We’re glad you’re here. We’ve been expecting you.
Don’t mind all the explosions, light shows, dropping of large glitter balls, silly hats, Pitbull performances, excessive drinking, drunken driving, and needless screams of “woooo!” I know they seem to suggest we think you’re something especially wonderful, but in fact we do that stuff for every new year that shows up. So insistent is the tradition that its recurrence has even become something of a problem, especially for our police officers and pets.
Anyway, we’re too smart to really believe that last night had much to do with today, much less with all the days that will follow. We know that the actual quality of our time with you will have nothing to do with the manner in which we marked your arrival. That initial burst of excitement is too much to sustain. They’re sweeping up the last few strands of confetti in Times Square as we speak. New Year’s Eve revelers are waking up with New Year’s Day hangovers, thinking “shit.”
You don’t arrive just once, do you, 2016? You arrive 366 mornings in a row, every day a new chance. That’s not the end of it, either. Within the day there are hours and within the hours there are minutes, as you well know. Within the minutes there are moments, flashes of insight and possibility and connection. You know that, too.
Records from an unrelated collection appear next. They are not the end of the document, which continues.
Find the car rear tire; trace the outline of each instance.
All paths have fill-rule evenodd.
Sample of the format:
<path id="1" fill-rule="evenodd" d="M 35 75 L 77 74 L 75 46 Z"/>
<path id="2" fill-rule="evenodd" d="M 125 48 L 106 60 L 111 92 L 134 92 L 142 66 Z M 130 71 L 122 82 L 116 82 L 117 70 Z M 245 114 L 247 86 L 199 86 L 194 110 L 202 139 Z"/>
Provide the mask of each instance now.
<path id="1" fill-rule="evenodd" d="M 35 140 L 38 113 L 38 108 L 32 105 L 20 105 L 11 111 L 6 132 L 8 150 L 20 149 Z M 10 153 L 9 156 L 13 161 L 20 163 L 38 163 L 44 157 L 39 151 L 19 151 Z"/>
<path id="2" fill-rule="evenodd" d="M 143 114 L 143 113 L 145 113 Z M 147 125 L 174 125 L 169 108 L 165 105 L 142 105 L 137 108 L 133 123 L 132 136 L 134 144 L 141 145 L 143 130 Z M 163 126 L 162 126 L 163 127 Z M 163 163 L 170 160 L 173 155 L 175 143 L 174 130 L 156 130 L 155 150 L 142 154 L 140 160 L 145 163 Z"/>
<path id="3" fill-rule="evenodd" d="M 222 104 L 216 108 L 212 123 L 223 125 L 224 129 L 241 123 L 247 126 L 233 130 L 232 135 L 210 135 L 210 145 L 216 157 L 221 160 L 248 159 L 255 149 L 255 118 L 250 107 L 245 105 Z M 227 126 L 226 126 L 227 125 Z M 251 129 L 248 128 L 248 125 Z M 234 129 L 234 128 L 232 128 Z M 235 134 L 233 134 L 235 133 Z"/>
We had better settle in for the long haul with you, hadn’t we, 2016? Maybe if we treated this more like a relationship we’ll be building for some time than a wishing well to cast our vainest hopes into once a year, we wouldn’t be so eager to discard one year by the time the next comes around. What I’m suggesting, 2016, is that some of the overblown greeting we gave you is less about you and more about making a big show of kicking 2015 to the curb.
And what did 2015 – your friend, perhaps – do to disappoint and offend us so gravely? Not much, really. He just failed to live up to all the unfulfilled hopes of 2014 we had projected onto him. And 2014 – perhaps you know her too? – scarcely had a chance, what with all the baggage left by 2013. And so it goes, ever backward and ever forward. We treat each new year cruelly. We expect too much of it at the beginning, do too little in the middle to help it bring about whatever changes we claim to desire, and are fed up by its impertinence by December 31st. We welcome its successor heartily, sure that this one will prove more agreeable.
We’ll be fed up with you too, 2016. In 365 short days, we’ll have had quite enough. I speak collectively, of course. Those strange, untouchable overachievers on an ever-upward trajectory will adore you, just as they’ve adored every other year full of accomplishments and life milestones that have sent them bounding toward the next. But most of us travel more circuitous routes and have a more complicated relationship to the passage of time, and you will certainly be on the receiving end of our ire sooner or later. When that happens, don’t take it personally. It’s our problem, not yours. We do this to ourselves, then blame you for it.
Hey, who knows? Maybe those of us who did not over-celebrate your arrival or over-invest the event with promise you never asked for will not over-blame you when things don’t go exactly as we wished they might.
We’re glad you’re here. We hope you enjoyed your welcome party. Fireworks and glitter balls and spectacle will always hold their appeal. But here at the cool, reasonable dawn of a new year, we know that the quality of our time with you will have more to do with how we conduct ourselves and what we choose to focus on in a quiet, unsexy, unpretentious, day-to-day way.
Pleasure to meet you. Let’s get to work.